Medication for Dog OCD
We informed him that there was, and that it is the substance often found in cough mixtures called dextromethorphan. We weren’t quite as confident that dextromethorphan would be as good as memantine but had nothing to lose from trying the switch. After changing to dextromethorphan, Ozzie still suffered occasional episodes of stargazing and other repetitive behaviors, but things generally were a good deal better.
“Bad Ozzie days” occurred if he was stressed by something; for example, when his owners tried to get him to traverse a cat walk at a harbor in Florida, he panicked and for a few days afterward engaged in a considerable amount of stargazing. Another time, after Ozzie came home from being boarded, he experienced stargazing episodes for three weeks straight. This latter episode set him back so much that he never got back to the level of improvement he was exhibiting before the boarding experience.
I decided to try one last medication, a herbal product called huperzine-A, which is an extract of Chinese club moss. Huperzine has been shown to have powerful anti-convulsant effects in laboratory animals, and we had some early evidence that it also worked in dogs. It can also be reasoned that it should be effective in OCD, as huperzine, like memantine, blocks glutamate.

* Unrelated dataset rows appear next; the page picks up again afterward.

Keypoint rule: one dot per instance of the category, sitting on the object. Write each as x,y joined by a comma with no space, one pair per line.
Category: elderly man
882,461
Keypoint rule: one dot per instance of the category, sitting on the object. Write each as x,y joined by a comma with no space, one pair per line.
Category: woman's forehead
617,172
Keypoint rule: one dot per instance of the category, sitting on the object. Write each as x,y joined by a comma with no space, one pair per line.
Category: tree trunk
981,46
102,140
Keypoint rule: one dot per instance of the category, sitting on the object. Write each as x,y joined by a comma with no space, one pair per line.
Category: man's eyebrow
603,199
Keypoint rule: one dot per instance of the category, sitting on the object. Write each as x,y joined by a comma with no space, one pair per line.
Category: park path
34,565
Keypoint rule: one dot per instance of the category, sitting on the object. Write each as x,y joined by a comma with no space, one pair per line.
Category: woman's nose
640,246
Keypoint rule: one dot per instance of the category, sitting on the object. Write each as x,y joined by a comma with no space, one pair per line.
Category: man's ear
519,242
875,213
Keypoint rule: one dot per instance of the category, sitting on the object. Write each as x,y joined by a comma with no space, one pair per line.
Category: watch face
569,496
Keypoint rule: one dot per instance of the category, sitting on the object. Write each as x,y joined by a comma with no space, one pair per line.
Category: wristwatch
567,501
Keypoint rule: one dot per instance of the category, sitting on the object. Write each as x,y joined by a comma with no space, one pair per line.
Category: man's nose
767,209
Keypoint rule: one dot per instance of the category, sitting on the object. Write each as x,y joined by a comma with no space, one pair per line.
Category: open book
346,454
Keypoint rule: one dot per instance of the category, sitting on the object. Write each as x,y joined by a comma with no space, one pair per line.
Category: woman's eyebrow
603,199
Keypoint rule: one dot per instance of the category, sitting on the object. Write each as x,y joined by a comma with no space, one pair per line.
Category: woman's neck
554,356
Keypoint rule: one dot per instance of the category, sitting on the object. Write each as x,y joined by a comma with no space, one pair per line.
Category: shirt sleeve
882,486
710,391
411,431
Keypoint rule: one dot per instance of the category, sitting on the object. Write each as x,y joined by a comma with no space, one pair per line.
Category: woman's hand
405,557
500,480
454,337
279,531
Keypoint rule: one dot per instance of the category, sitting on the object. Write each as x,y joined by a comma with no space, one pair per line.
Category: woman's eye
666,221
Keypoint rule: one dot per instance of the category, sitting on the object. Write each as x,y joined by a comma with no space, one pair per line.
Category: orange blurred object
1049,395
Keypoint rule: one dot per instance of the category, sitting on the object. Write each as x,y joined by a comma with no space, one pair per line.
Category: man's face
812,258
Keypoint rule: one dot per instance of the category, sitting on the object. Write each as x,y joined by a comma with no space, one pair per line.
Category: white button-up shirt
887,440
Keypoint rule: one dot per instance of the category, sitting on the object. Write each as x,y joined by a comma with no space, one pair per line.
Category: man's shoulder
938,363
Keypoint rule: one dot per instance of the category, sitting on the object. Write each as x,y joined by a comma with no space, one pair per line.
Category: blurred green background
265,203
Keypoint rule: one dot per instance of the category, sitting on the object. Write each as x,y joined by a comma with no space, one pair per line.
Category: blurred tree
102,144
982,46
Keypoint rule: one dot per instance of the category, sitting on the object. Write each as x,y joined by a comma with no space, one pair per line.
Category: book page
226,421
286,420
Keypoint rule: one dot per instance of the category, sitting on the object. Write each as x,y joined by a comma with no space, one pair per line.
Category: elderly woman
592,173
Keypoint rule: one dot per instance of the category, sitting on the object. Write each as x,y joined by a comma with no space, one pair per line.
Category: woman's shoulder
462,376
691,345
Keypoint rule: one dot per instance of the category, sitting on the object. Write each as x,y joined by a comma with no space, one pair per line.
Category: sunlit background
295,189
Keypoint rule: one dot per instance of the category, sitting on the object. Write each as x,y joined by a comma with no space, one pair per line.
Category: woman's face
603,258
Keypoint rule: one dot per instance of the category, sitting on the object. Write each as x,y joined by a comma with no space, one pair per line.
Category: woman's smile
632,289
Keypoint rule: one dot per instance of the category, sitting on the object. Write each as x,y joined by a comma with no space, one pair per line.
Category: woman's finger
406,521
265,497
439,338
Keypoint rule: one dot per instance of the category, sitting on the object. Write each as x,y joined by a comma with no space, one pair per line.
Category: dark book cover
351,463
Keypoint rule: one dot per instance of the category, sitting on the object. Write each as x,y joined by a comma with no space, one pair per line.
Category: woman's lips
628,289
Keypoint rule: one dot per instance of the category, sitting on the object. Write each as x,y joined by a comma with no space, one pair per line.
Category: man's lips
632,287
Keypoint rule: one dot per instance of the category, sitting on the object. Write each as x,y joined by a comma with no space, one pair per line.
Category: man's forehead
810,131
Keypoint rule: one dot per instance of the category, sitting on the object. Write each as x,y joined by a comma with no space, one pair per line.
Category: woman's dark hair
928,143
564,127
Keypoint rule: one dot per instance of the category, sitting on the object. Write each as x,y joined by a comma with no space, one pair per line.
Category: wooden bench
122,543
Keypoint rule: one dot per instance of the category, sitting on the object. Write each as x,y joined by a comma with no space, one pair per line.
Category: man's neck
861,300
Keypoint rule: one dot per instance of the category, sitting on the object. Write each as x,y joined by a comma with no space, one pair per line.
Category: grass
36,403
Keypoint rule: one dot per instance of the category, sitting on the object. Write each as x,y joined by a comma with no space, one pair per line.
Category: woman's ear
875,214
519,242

After initiating this final attempt to get Ozzie’s behavior under control, I waited with baited breath for another message from Ozzie’s owner. A month later, the message arrived in form of an e-mail. The owner wrote, “Huperzine has transformed this dog and helped way beyond the dextromethorphan. He’s becoming noticeably more normal by the day; almost gone is the spontaneous stargazing. He seems more relaxed and able to enjoy affection without being needy. Now he will sit on the patio, stare into the distance and act like a (normal) composed dog. The restlessness is virtually gone. I report this because aside from being delighted, you should know how remarkable Ozzie is from this new supplement. We feel quite fortunate to have tried it.”
Needless to say, we were also delighted by this wonderful outcome and pondered huperzine’s efficacy and potential value for treatment of other conditions similar to the one Ozzie exhibited. Sure, we’ll never quite know whether Ozzie was suffering from OCD or partial seizures — I still favor the latter interpretation — but what I do know for certain is that huperzine is a valuable addition to our pharmacological armamentarium and will likely help many other dogs in the future.